La Promozione della salute

EDUCAZIONE SALUTE

Godere di buona salute inteso in senso fisico, mentale e interpersonale vuol dire sentirsi bene e sapersi prendere cura di se stessi e di chi ci è attorno. Il termine “Promozione della Salute”, coniato dall’OMS (ovvero l’Organizzazione Mondiale della Sanità), identifica proprio il processo che permette al singolo individuo di avere un maggiore controllo della propria salute e di migliorarla, motivando le persone ad adottare uno stile di vita sano in maniera autonoma e consapevole. Per far si che ciò avvenga , è doveroso intervenire a livello personale, rafforzando le risorse a livello di salute e strutturale, adottando condizioni di vita che permettano di avere uno stile di vita più sano possibile.

Come funziona?

La promozione della salute agisce su due livelli:

  • A livello personale-comportamentale: Ricorrendo a campagne informative e di sensibilizzazione oltre che a progetti mirati in tutti gli ambiti in cui la salute viene vissuta e creata ogni giorno: in famiglia, al lavoro, a scuola… La trasmissione di informazioni che permettono alle persone di nutrirsi con alimenti sani ed equilibrati, di fare esercizio fisico, di gestire i rapporti sociali e di mettere in atto atteggiamenti salutari nel quotidiano ne sono un esempio.
  • A livello strutturale: La promozione della salute agisce anche a livello sociale, economico ed ambientale per sostenere la creazione di tutti i prerequisiti necessari a favorire la salute appunto. A tale scopo svolge un intenso lavoro di cooperazione con l’obiettivo di far sviluppare ad ogni individuo, al meglio, il proprio potenziale di salute e benessere.

Le risorse

Il cardine sul quale si basa la Promozione della Salute è la Salutogenesi, cioè la scienza che studia come essere in salute. Sulla base degli studi del sociologo americano Aaron Antonovsky, la promozione della salute mira ad individua e potenziare le componenti sane degli individui ed ha stabilire obiettivi da raggiungere intesi come qualità della vita, forma fisica, stato d’animo ecc… La prevenzione, invece, mira a combattere l’insorgere di malattie. Analizzando entrambi gli approcci si evince, dunque, che entrambe perseguono lo stesso obiettivo, cioè quello di potenziare lo stato di salute e  benessere individuale e collettivo, anche percorrono strade diverse.

Fattori

Con il termine “Determinanti di salute” si definiscono tutti quei fattori personali, economici, sociali ed ambientali che determinano lo stato di salute del singolo individuo o della collettività. Questi ultimi si riferiscono allo stile di vita, alle cerchie familiari, alle condizioni di lavoro, al reddito, alla misura in cui il soggetto è in grado di accedere alle prestazioni e ad altri fattori (come il livello di istruzione, la salubrità dell’ambiente in cui si trova ed alle condizioni di vita, per fare alcuni esempi)

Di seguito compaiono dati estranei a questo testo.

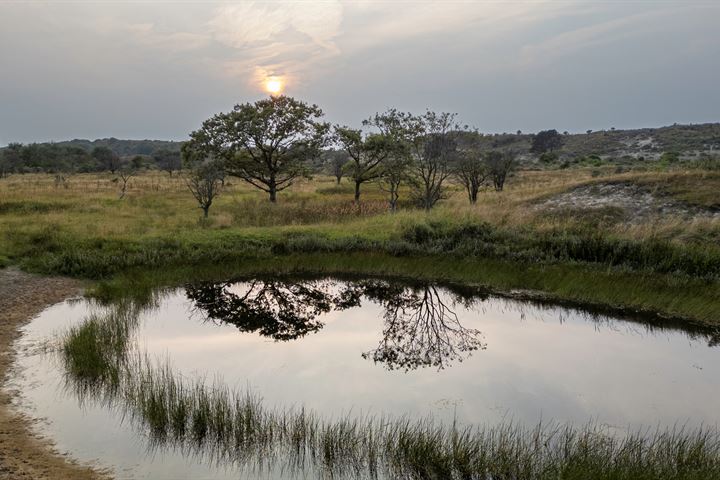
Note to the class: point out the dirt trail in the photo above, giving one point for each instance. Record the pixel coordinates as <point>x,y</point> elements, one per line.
<point>23,454</point>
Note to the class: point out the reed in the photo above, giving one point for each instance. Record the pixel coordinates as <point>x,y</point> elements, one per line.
<point>209,420</point>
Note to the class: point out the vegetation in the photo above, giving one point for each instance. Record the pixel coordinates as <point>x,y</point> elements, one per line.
<point>267,144</point>
<point>667,264</point>
<point>210,420</point>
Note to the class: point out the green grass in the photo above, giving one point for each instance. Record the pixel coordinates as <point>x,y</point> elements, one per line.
<point>213,421</point>
<point>667,265</point>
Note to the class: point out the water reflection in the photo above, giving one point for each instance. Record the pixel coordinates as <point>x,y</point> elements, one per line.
<point>421,328</point>
<point>281,310</point>
<point>544,363</point>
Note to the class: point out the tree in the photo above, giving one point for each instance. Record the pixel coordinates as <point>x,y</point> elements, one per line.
<point>125,173</point>
<point>336,161</point>
<point>138,162</point>
<point>470,167</point>
<point>433,147</point>
<point>366,152</point>
<point>106,158</point>
<point>499,165</point>
<point>546,141</point>
<point>277,309</point>
<point>472,172</point>
<point>4,165</point>
<point>205,183</point>
<point>420,328</point>
<point>393,125</point>
<point>267,144</point>
<point>168,160</point>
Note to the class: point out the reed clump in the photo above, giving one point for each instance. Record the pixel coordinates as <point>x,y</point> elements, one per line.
<point>210,420</point>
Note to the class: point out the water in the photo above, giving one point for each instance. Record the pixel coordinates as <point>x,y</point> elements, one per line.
<point>373,347</point>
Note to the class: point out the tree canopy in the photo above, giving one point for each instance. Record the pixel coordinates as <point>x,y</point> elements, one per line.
<point>267,143</point>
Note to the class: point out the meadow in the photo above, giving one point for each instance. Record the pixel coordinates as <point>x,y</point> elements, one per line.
<point>156,234</point>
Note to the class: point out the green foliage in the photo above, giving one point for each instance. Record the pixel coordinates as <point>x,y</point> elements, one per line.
<point>268,144</point>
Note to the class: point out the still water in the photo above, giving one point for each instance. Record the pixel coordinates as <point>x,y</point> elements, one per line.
<point>378,347</point>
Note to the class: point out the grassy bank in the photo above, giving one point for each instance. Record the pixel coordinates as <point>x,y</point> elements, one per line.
<point>670,265</point>
<point>213,421</point>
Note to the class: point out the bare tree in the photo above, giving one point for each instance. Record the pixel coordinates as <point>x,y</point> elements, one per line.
<point>124,175</point>
<point>395,167</point>
<point>168,160</point>
<point>499,165</point>
<point>205,183</point>
<point>470,168</point>
<point>433,146</point>
<point>421,330</point>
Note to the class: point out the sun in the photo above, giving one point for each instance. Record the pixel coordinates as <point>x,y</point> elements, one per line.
<point>274,85</point>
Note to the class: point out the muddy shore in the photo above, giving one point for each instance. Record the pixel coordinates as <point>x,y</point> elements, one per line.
<point>23,453</point>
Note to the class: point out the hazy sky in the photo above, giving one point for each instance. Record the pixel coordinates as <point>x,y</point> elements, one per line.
<point>142,69</point>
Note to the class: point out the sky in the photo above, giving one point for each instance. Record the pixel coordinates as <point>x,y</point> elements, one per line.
<point>157,69</point>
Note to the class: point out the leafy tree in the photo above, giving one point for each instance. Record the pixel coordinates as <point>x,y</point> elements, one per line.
<point>366,152</point>
<point>267,144</point>
<point>125,173</point>
<point>281,310</point>
<point>138,162</point>
<point>433,146</point>
<point>336,161</point>
<point>395,167</point>
<point>546,141</point>
<point>106,158</point>
<point>4,165</point>
<point>205,183</point>
<point>499,165</point>
<point>168,160</point>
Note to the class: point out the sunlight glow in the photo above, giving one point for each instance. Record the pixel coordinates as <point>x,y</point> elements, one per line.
<point>274,85</point>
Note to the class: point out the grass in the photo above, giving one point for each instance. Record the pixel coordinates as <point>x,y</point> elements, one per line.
<point>211,420</point>
<point>670,265</point>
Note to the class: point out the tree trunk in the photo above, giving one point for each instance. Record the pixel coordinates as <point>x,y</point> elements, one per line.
<point>272,187</point>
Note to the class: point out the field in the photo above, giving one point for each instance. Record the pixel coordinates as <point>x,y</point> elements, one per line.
<point>668,263</point>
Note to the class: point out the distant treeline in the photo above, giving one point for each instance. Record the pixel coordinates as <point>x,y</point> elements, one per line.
<point>78,156</point>
<point>83,156</point>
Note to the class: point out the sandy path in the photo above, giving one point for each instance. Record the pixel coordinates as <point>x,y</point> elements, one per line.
<point>23,454</point>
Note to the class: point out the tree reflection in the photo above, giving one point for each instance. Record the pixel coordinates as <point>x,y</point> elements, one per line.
<point>421,329</point>
<point>281,310</point>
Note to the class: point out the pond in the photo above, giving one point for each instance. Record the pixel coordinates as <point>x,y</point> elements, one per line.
<point>367,348</point>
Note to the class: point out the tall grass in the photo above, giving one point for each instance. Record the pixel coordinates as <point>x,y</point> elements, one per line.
<point>210,420</point>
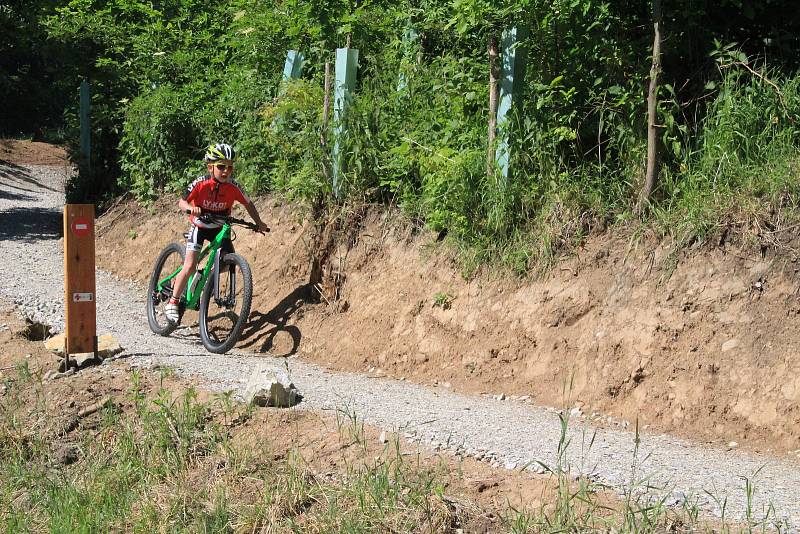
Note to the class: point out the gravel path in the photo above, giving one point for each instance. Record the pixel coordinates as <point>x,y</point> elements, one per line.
<point>507,434</point>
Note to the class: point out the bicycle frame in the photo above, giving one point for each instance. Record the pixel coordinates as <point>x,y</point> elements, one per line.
<point>194,290</point>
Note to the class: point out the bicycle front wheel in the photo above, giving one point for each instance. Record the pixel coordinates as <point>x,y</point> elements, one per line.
<point>223,314</point>
<point>170,260</point>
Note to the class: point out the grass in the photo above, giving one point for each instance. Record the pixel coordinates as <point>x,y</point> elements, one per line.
<point>156,461</point>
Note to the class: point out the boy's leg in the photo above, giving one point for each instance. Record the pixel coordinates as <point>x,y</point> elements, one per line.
<point>193,246</point>
<point>172,308</point>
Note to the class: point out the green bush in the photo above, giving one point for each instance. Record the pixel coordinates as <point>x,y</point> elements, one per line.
<point>161,140</point>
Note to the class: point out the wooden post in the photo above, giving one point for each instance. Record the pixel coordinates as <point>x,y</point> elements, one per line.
<point>511,82</point>
<point>85,164</point>
<point>651,175</point>
<point>346,69</point>
<point>492,104</point>
<point>79,280</point>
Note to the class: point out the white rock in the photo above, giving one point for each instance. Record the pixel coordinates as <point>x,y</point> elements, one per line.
<point>268,388</point>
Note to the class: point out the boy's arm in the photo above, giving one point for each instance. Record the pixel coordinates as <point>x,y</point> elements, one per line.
<point>184,205</point>
<point>253,212</point>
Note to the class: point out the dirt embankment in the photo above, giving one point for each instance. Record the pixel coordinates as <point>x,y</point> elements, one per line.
<point>707,348</point>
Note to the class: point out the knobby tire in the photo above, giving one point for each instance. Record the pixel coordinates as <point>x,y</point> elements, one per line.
<point>167,327</point>
<point>244,277</point>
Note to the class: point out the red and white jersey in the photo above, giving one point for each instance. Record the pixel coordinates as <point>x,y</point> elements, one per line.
<point>213,197</point>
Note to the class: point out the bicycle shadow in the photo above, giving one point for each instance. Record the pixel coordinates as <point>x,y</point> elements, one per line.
<point>261,330</point>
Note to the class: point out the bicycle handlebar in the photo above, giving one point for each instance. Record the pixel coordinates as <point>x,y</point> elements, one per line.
<point>211,217</point>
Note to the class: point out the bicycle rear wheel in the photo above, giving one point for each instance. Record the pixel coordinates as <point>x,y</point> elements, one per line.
<point>223,315</point>
<point>170,260</point>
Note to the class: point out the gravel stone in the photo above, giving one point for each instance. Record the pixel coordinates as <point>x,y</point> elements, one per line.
<point>509,433</point>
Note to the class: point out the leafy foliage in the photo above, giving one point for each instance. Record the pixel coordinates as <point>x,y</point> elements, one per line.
<point>173,75</point>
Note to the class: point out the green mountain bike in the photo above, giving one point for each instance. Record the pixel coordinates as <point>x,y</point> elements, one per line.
<point>221,289</point>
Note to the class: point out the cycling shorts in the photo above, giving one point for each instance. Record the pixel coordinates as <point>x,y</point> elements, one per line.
<point>197,236</point>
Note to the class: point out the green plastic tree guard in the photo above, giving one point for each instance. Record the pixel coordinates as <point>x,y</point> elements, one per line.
<point>293,67</point>
<point>410,40</point>
<point>86,139</point>
<point>344,86</point>
<point>511,80</point>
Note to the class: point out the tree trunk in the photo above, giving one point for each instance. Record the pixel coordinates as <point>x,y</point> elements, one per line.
<point>493,76</point>
<point>651,176</point>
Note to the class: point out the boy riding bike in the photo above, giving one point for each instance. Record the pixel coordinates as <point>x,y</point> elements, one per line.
<point>212,194</point>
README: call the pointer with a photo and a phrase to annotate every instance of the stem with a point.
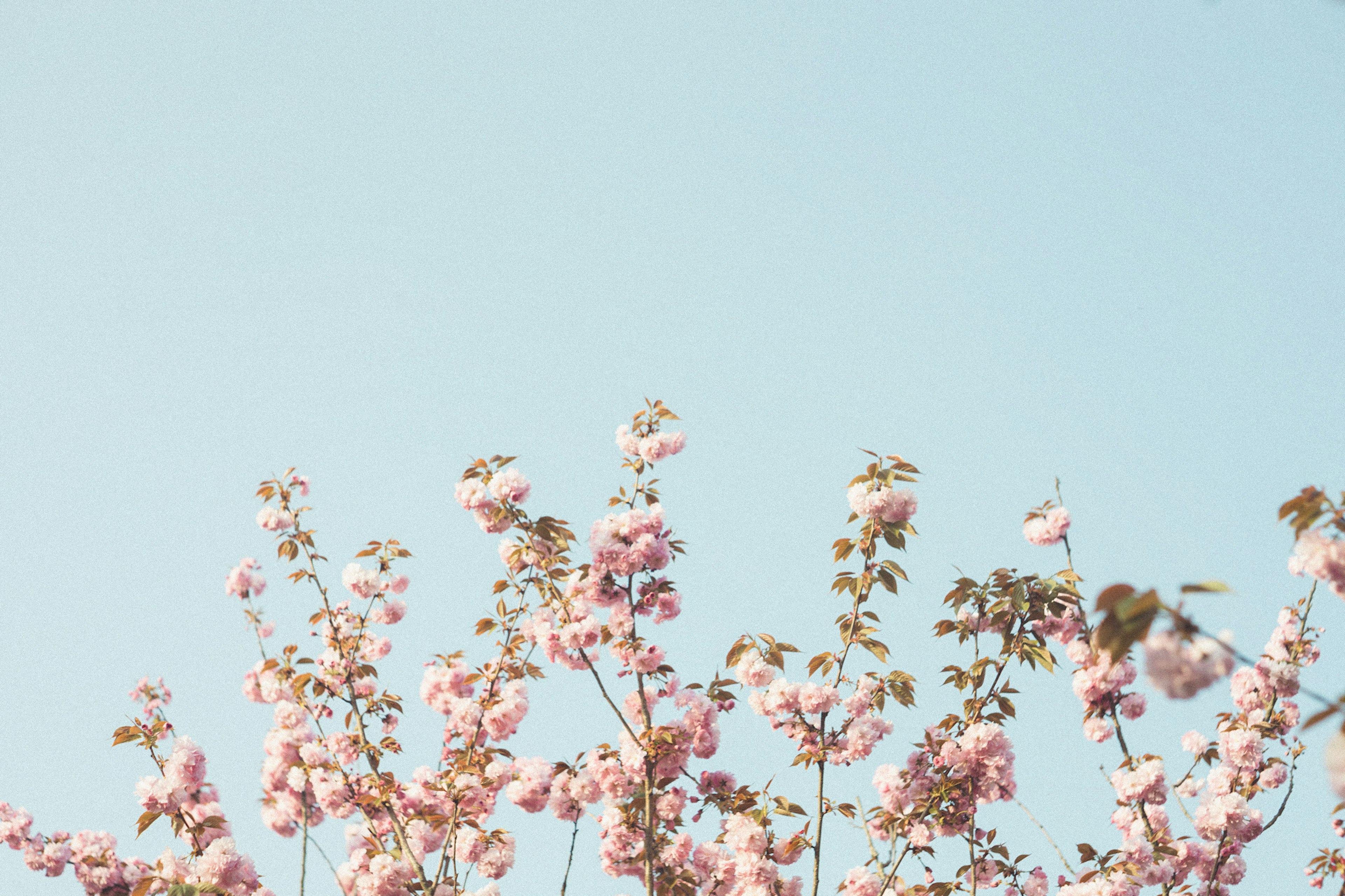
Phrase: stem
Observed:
(303, 860)
(1284, 802)
(972, 848)
(817, 845)
(1063, 860)
(895, 867)
(571, 860)
(867, 835)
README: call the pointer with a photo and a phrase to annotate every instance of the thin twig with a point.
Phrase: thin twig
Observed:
(1034, 819)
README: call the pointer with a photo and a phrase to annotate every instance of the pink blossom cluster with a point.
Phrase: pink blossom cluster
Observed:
(366, 583)
(978, 763)
(184, 774)
(103, 874)
(1225, 820)
(244, 582)
(532, 786)
(287, 793)
(654, 447)
(275, 520)
(1098, 682)
(1047, 529)
(746, 864)
(882, 502)
(861, 882)
(561, 641)
(1320, 557)
(1181, 669)
(221, 867)
(797, 708)
(1062, 625)
(630, 543)
(488, 501)
(151, 697)
(496, 715)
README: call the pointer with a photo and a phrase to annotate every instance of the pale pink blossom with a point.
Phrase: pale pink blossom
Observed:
(1098, 730)
(243, 582)
(361, 582)
(1050, 529)
(883, 503)
(1321, 559)
(1183, 669)
(275, 520)
(471, 494)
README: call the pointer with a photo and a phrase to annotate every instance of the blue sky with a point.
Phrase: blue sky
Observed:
(1009, 243)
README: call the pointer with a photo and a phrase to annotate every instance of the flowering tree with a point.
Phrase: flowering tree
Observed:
(668, 819)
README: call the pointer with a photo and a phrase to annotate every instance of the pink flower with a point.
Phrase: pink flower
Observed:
(442, 687)
(1241, 747)
(243, 580)
(471, 494)
(512, 486)
(1133, 706)
(1145, 784)
(361, 582)
(1195, 743)
(1320, 557)
(1050, 529)
(14, 825)
(275, 520)
(742, 835)
(883, 503)
(630, 543)
(1098, 730)
(493, 524)
(860, 882)
(1183, 669)
(186, 766)
(627, 442)
(651, 449)
(389, 614)
(532, 785)
(662, 444)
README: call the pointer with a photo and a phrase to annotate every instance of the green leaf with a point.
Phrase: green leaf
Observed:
(1204, 587)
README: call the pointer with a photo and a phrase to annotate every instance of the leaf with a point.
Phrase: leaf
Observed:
(1127, 622)
(1111, 595)
(146, 821)
(1204, 587)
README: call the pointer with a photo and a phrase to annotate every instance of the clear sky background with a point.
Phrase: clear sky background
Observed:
(1008, 241)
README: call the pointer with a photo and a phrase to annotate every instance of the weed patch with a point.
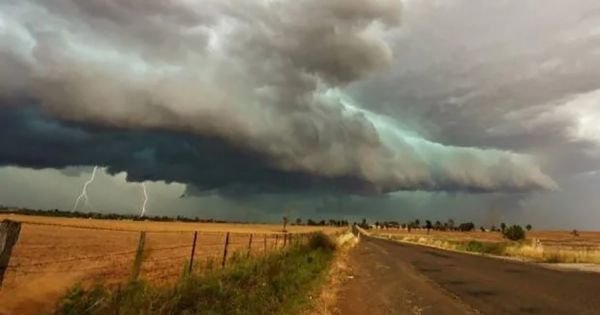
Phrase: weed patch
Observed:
(279, 283)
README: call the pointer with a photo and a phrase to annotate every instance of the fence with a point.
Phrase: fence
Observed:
(79, 254)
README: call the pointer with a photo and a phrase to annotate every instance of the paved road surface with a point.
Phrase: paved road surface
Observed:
(394, 278)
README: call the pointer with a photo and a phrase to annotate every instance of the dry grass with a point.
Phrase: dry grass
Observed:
(540, 246)
(54, 253)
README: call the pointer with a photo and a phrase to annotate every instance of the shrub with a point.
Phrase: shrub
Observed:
(514, 233)
(487, 248)
(320, 240)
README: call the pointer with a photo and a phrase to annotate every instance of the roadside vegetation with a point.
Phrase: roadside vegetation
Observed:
(504, 240)
(279, 283)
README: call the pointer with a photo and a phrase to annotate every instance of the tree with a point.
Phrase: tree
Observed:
(451, 224)
(466, 227)
(514, 233)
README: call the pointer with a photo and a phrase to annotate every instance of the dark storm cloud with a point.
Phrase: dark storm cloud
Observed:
(240, 95)
(506, 74)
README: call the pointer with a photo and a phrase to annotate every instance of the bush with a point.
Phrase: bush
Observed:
(320, 240)
(514, 233)
(486, 248)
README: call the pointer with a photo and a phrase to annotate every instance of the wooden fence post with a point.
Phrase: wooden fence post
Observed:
(191, 266)
(225, 250)
(9, 234)
(139, 257)
(250, 245)
(265, 244)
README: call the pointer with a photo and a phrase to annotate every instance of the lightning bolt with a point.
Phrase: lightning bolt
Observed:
(83, 194)
(145, 199)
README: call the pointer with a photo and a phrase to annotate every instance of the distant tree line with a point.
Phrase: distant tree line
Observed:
(322, 222)
(513, 232)
(105, 216)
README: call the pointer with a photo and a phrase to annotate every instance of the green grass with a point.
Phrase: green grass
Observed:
(280, 283)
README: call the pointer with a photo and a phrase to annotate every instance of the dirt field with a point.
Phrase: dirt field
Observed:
(53, 254)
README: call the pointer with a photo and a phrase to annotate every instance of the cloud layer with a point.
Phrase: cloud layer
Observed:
(228, 95)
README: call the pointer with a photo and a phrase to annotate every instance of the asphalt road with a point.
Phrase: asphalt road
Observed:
(394, 278)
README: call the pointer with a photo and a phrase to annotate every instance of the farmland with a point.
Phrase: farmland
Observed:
(52, 254)
(539, 246)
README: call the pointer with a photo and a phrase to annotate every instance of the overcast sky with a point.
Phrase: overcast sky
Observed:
(249, 110)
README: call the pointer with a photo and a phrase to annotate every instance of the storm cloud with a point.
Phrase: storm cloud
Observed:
(260, 96)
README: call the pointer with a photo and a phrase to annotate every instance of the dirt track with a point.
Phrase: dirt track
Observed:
(394, 278)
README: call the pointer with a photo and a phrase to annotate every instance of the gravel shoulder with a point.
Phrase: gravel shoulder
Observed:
(396, 278)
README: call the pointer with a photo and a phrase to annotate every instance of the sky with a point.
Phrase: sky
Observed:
(251, 110)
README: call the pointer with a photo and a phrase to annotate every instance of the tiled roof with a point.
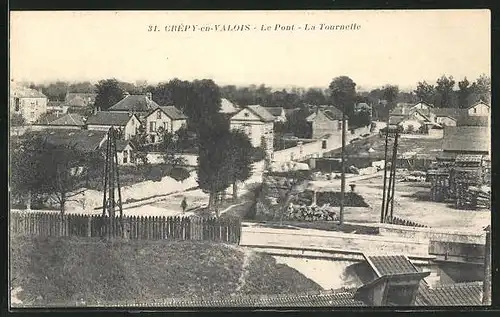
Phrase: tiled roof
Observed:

Promozione alla salute: un nuovo concetto di benessere

Fino a non molte tempo fa essere sani si limitava semplicemente a “non stare male, non essere ammalati”. A partire dal primo dopoguerra l’OMS pose le basi per superare questa concezione basilare di salute ridefinendo il concetto di salute come un completo stato di benessere fisico, sociale e mentale e non solo legata all’assenza di malattia. Con il susseguirsi degli anni di è arrivati ad affermare con certezza che lo stato di buona salute non è immutabile una volta raggiunto ma, che  va continuamente alimentato attraverso il potenziamento delle componenti sane nella propria vita.

Fondamenti:

Il principale, nonché il primo, documento riguardante la Promozione della salute fu la carta di Ottawa, elaborata nel 1986 in occasione della Prima Conferenza Internazionale sulla Programmazione della Salute indetta dall’OMS allo scopo proprio di favorire la sua azione. In tale Carta sono state definite le linee guida, le strategie e l’ambito di azione della Promozione della Salute. Ogni successiva evoluzione dei concetti legati ad essa prendono spunto da questo fondamentale documento.